Starting the New Year off on a positive note, the Indian Government has decided to allow "Qualified Foreign Investors" (QFIs) (a group that will include most foreign individuals) to directly invest in India's equity markets. QFIs were previously allowed to access Indian mutual funds and the present move broadens the investment diversification options and available to foreigners.
The Reserve Bank of India (RBI) and the Securities and Exchange Board of India (SEBI) are expected to announce rules to implement the government's decision by January 15, 2012. This said, the Indian government's New Year's Day policy announcement suggests that the rules will be similar to those that apply for QFI access to Indian mutual funds.
Accordingly, to qualify as a QFI the foreign investor will need to meet two conditions. First, the investor should be resident in a country that is compliant with the Financial Action Task Force's (FATF) standards and is a signatory to the International Organization of Securities Commission's (IOSCO's) Multilateral Memorandum of Understanding. Second, the investor should meet SEBI's know-your-customer requirements.

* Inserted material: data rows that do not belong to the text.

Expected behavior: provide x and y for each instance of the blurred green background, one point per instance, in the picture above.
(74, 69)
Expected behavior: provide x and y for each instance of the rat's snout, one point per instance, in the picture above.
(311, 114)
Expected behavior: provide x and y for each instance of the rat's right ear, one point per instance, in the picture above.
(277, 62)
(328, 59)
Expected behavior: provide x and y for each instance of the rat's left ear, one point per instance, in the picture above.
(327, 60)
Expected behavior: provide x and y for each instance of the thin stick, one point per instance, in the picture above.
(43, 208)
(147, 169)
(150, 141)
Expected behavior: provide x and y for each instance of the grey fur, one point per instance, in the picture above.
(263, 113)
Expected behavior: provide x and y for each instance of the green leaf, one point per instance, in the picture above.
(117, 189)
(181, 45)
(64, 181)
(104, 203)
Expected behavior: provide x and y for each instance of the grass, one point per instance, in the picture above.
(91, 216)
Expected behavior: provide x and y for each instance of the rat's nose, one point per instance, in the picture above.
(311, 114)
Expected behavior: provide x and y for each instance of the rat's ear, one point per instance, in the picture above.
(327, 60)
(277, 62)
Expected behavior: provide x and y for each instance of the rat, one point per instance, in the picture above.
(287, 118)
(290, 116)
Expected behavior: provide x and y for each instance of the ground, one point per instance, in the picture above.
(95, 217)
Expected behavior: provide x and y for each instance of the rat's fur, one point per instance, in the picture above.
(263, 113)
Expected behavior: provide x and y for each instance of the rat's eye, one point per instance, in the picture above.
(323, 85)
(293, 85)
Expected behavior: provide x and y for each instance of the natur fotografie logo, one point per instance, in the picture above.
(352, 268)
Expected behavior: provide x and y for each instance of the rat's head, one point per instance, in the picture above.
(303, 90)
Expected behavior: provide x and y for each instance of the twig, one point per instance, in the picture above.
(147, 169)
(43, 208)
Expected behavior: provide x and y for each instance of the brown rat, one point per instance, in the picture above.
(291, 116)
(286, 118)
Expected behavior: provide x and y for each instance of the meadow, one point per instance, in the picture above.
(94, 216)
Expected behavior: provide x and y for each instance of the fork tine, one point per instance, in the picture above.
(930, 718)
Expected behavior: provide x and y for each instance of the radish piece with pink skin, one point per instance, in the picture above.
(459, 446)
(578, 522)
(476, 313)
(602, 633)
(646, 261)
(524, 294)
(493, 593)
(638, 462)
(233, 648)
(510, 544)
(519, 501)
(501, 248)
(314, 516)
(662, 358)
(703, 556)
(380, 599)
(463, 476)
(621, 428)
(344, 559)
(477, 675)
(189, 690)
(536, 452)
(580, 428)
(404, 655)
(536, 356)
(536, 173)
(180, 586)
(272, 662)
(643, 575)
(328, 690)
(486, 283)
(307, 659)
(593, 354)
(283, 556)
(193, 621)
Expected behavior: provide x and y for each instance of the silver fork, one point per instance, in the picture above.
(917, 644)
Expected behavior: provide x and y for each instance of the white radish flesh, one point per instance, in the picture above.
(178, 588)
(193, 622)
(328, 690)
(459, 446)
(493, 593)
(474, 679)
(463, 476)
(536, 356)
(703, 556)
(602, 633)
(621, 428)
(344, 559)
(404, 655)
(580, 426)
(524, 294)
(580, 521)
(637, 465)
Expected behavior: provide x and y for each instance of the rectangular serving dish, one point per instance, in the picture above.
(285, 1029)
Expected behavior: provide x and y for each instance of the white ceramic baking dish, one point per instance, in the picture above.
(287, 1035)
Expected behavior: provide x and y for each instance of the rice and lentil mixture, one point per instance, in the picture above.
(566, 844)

The individual and aggregate investment limits for QFIs in each listed Indian company (as a percentage of that listed company's paid up capital) will be 5% and 10%, respectively. (These limits will apply over and above the caps that currently apply to portfolio investment by foreign institutional investors and non-resident Indians.)
Each QFI will be allowed to invest and trade in Indian equities through accounts held with a single SEBI-registered Depository Participant (DP). QFIs will have to remit money through normal banking channels in freely convertible currencies directly to the DP's single rupee pool bank account maintained with an Indian bank. The DP will be responsible for complying with Indian withholding tax requirements in relation to the QFIs' investment proceeds.
The recent policy moves should help widen the investor base, deepen India's capital markets and increase foreign fund flows to India (which might help strengthen the rapidly falling Indian rupee).